Adverse event reporting and harms {22}
All details of severe adverse events (SAEs) and adverse events (AEs) will be recorded on the case report form (CRF) and reported to the primary researcher, including the symptoms and severity, timing, action taken and outcomes. Any serious adverse events will be reported to the Ethics Approval Committee of Xiyuan Hospital of China Academy of Chinese Medical Sciences within 24 hours. If an adverse event occurs in the clinical trial, the committee of medical experts will determine whether it is related to the experimental drug and further decide whether to terminate the treatment based on the patient’s condition. Other unintended effects of study interventions and study conduct will also be recorded and reported.

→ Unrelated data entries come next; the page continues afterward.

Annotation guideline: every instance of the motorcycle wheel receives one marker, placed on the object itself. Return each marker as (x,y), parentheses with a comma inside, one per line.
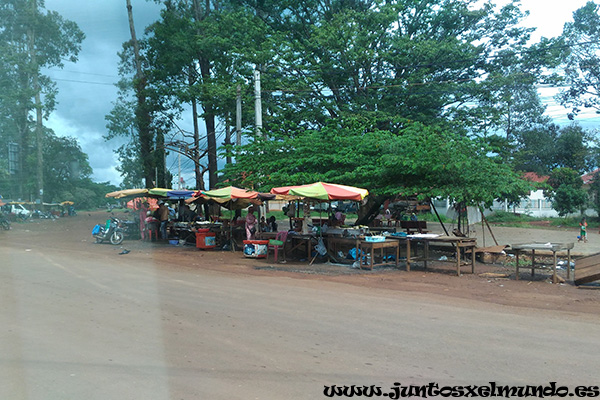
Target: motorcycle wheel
(117,238)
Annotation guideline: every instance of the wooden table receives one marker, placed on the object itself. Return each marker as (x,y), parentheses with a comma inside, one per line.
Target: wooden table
(370,247)
(302,240)
(553,247)
(333,242)
(461,245)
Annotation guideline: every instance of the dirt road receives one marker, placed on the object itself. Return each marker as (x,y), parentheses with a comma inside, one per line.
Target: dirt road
(162,322)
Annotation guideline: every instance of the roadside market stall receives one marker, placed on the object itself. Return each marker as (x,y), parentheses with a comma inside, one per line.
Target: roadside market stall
(337,236)
(231,231)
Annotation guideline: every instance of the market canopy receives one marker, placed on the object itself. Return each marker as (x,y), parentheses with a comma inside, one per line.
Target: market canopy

Frequency and plans for auditing trial conduct {23}
The Capital’s Funds for Health Improvement and Research and the Ethics Approval Committee of Xiyuan Hospital of China Academy of Chinese Medical Sciences will meet once a year to review trial conduct.
Plans for communicating important protocol amendments to relevant parties (e.g. trial participants, ethical committees) {25}
We will notify the Ethics Approval Committee of Xiyuan Hospital of China Academy of Chinese Medical Sciences and the Capital’s Funds for Health Improvement and Research when there are important changes in the study process such as the change of the sample size.
Dissemination plans {31a}
The final results will be submitted to the Capital’s Funds for Health Improvement and Research in the form of a research report. Trial results will be disseminated via peer-reviewed publications and scientific conferences /meetings.